Slim and I both laughed.
“Don’t you think?”
“No,” Slim said. “For one thing, it’s right by the road where everyone can see you. Not to mention the bone orchard. You wouldn’t catch me making out there.”
“Wouldn’t catch you making any ...” Rusty tipped his head back and stared at the rearview mirror.
“What?” Slim asked.
“I think it’s coming,” he said.
“Huh?” Slim glanced at the rearview mirror. “I don’t ... oh.”
I was already looking over my shoulder and knew why she’d said, “Oh.” A car was coming, all right, but without headlights on. It looked like a clump of shadow hurling toward us from the rear.
“That the car from the graveyard?” Slim asked.
“Think so,” Rusty said.
Slim groaned.
Rusty and I both looked over our shoulders.
Rusty muttered, “Shit.”
By the velocity of the car’s approach, I expected it to swerve and zip around us. But it didn’t. It stayed behind us. Just when I expected it to slam into our tail, Slim hit the gas. We shot forward, the sudden acceleration pushing me into the seat.
The other car shrank into the distance, then started to grow. It looked like a big old black Cadillac.
“Here it comes,” I said.
“What’s the matter with that bastard!” Slim blurted.
“You’d better get moving,” Rusty told her.
“I am moving.”
“Faster.”
We picked up more speed. The Cadillac quit growing. It didn’t shrink away, either. It matched our speed and stayed about twenty feet behind us.
Moonlight glinted on its hood and windshield. I couldn’t see inside it.
Slim said, “I don’t like this.”
She rounded a bend in the road too fast. The tires sighed. As the forces pulled at me, I grabbed the door handle to keep myself from leaning into Rusty. He let himself tilt against Slim. She muttered, “Get off me,” and shoved at him with her elbow.

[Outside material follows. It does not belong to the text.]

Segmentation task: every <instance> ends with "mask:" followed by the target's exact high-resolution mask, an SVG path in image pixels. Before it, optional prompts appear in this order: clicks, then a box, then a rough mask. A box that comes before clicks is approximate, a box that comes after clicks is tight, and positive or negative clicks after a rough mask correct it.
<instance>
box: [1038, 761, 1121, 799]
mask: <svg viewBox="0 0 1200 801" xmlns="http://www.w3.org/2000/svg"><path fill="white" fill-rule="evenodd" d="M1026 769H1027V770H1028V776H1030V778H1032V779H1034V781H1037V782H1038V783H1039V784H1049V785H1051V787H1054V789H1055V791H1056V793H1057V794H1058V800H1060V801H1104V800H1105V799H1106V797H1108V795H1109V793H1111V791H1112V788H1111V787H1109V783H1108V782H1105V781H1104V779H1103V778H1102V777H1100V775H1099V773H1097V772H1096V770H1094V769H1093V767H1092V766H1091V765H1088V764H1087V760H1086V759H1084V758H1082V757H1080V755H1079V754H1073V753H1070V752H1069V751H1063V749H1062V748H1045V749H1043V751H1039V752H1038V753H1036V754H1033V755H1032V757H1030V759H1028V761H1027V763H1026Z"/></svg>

I looked back. The Cadillac was still on our tail.
“I’m slowing down,” Slim said and took her foot off the gas.
“Here it comes,” I warned.
I braced for the impact. There wasn’t one. When I looked back again, the car was no more than two feet from our rear. But the space seemed to be growing.
“Looks like they don’t want to hit us,” I said.
“What do they want?” Slim asked.
I shook my head.
Rusty said, “Maybe they’re just trying to scare us.”
“If that’s all,” Slim said, “they’ve succeeded. They can go home now.”